I think that the option to dynamically hide a button/text box/drop down/etc. would be incredibly helpful in Tulip development. It would lessen the duplicate steps you would need to have to have a button in the same place as another button, as well as removing having to redo any work you do to one step and needing to add it to the duplicated step.
The functionality is somewhat there already with the “enabled state” option, it could be reworked to either hide the object entirely or leave it there but not enabled
Also find discusstions here:
Keep custom widget from blocking click when hidden? - Developer - Tulip Community
Hide button on Steps, click on print button - Support, Troubleshooting, & Help - Tulip Community
Hide objects like single select - Support, Troubleshooting, & Help - Tulip Community
Hide button in tulip - General - Tulip Community
This is a frequently discussed feature. I wonder if there is really no request before.
I totally agree and think it could be relatively easy, since we already have the “disabled” on buttons…
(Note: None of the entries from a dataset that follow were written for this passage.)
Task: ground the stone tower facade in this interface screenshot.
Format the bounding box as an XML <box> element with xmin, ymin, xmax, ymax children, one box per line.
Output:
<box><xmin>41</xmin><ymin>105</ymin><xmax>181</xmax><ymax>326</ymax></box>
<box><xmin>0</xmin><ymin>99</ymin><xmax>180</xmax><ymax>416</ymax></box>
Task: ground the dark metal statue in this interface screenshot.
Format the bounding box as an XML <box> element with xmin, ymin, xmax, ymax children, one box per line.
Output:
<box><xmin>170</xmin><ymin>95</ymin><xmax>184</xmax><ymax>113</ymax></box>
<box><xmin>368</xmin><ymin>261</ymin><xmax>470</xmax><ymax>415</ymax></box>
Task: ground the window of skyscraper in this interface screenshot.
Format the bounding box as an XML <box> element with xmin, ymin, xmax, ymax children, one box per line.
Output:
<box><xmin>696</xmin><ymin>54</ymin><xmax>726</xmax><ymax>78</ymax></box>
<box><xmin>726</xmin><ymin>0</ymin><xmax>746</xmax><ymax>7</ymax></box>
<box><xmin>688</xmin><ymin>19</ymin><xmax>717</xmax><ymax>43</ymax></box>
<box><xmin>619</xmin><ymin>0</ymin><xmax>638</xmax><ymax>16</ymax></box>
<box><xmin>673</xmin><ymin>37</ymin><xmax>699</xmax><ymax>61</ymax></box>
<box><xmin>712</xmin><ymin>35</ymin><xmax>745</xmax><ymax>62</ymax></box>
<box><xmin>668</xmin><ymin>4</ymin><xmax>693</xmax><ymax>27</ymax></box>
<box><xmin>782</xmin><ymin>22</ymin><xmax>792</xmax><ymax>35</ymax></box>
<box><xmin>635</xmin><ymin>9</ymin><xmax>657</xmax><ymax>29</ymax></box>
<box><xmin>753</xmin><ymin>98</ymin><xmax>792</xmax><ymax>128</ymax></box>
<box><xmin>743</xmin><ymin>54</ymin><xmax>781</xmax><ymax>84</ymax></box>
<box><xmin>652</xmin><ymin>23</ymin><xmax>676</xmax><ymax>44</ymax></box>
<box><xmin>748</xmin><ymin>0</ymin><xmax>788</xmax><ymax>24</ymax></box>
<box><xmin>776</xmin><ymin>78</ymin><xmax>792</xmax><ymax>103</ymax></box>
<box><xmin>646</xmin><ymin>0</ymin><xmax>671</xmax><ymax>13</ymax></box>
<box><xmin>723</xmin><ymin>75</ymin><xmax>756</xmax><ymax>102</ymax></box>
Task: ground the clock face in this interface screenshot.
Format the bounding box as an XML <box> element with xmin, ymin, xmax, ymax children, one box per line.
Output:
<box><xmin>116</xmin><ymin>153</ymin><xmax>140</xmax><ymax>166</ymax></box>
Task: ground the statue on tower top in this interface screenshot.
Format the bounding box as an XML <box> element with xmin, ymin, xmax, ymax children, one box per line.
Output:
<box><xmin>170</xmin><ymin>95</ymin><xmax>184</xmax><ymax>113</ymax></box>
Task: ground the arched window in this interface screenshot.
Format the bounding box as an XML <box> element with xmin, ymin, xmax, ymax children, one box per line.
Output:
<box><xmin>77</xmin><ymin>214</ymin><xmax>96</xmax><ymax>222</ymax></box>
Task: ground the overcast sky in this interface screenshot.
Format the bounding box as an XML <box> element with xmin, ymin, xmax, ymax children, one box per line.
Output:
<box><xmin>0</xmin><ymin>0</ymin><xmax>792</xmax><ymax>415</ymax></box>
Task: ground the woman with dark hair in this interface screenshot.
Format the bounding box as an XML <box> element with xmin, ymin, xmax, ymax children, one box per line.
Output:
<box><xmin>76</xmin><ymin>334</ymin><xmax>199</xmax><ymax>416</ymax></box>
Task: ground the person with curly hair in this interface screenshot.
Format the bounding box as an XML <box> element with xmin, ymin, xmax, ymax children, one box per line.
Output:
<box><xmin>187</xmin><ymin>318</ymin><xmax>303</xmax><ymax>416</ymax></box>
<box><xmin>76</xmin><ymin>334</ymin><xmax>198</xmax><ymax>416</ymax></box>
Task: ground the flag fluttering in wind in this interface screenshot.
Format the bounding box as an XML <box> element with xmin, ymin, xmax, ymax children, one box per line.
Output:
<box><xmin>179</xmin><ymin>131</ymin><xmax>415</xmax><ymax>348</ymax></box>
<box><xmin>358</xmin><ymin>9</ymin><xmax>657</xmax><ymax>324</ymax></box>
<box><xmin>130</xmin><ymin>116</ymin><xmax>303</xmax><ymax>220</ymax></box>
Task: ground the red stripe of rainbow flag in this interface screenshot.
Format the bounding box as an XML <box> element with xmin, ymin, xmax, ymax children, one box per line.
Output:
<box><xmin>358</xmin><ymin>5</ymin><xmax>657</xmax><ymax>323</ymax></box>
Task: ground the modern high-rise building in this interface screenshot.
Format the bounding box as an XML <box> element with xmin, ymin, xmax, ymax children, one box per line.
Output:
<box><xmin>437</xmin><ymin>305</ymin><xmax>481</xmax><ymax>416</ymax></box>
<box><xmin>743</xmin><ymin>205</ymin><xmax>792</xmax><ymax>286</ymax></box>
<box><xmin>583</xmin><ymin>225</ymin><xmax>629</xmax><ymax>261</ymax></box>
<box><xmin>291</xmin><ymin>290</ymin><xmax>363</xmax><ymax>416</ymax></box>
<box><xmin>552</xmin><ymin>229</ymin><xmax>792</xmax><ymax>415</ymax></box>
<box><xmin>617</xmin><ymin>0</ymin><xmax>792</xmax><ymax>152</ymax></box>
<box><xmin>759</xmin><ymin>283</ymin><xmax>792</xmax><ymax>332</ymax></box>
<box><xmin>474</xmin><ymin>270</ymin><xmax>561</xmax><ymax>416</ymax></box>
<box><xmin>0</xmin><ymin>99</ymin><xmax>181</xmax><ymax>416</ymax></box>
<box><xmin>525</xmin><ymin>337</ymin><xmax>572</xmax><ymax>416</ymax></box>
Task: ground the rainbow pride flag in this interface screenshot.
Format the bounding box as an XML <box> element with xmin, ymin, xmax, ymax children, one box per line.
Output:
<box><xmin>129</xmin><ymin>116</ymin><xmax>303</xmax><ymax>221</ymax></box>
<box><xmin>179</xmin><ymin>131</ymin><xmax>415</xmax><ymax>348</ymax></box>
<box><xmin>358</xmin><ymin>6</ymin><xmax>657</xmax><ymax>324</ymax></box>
This would also allow to create simple “pop up” windows to confirm deletion for example or better dynamic navigations where user would only see relevant buttons. Great idea, it would help a lot!
Hi @Bryce.dahle and others who posted here, thanks for surfacing this request. Would you be able to share some screenshots and explanations on what you would like to dynamically show/hide, under what conditions, and what duplicated steps would be eliminated?
More details around the general use cases would be greatly appreciated and help us build the right feature. Thanks!
Below is a snip of the app I’m currently building for our facility. Having the ability to “Stack” the start and finish buttons that match up would make much more room for other options and make the screen feel far less busy. Currently I have the buttons usable based on the “Scan Status” and every time that the status changes, all of the colors of the buttons and their text is changed based on what they should see for that status. (if status is “Not Started” then only Start button is visible and clickable, if “Started” then Finish, Pause, Send to Third-Party, and Remove from Line buttons are clickable and visible, Etc.)
Hi @shep,
I can’t provide an actual screenshot yet (for several reasons).
But I made a sketch for one of our use cases:
Imagine the blue sections of the step will be always the same. But the green one (execution) is different. This depends on the actual task.
It can be a text input
, a number input
, multiple number inputs
, a checkbox
or any combination of these…
It is really pain to copy this whole step 10 times to provide a whole step for each scenario.
This also results in a lot of maintenance ( all triggers in all tables etc., design changes, …).
You could simply hide and unhide the inputs for each task (and they can overlap, if they will never appear together)…
Another use case is to provide a different Button, depended on the logged in user or a previous selection. This button can have the correct label for where it is navigating to. (You can’t change Button descriptions.)
Third Use Case:
Sometimes the space is limited. You could overlap widgets, that are meant to be used one after the other. After the usage of one, it can be hidden and the next one can appear. You could Populate inputs with next and previous buttons on one step, where you don’t need to worry about step level triggers to fire again.
You can switch between hardcoded text widgets, without managing variables to write texts in between them.
You can actually build modals, that appear and disappear
You can build a full screen image in any trigger. Currently you need the image widget, that destroyed the image, because it does not respect its aspect ratio!
You can build a pop up camera widget (button “take picture
” unhides a full screen camera widget) without any step navigation (you can place it to still see the context and don’t need to worry about step navigation triggers)…
You can show and hide Storage locations or manufacturing resources as they actually are (full container, empty container, no container)
And I’m sure there is tons of more use cases…
@thorsten.langner @Bryce.dahle thanks so much for providing all this detail around your use cases. Making Apps more dynamic and conditionally based is something we are actively investigating. Our hope is to reduce the redundancy required, such as duplicating steps to achieve the desired behavior. We will keep you posted on this!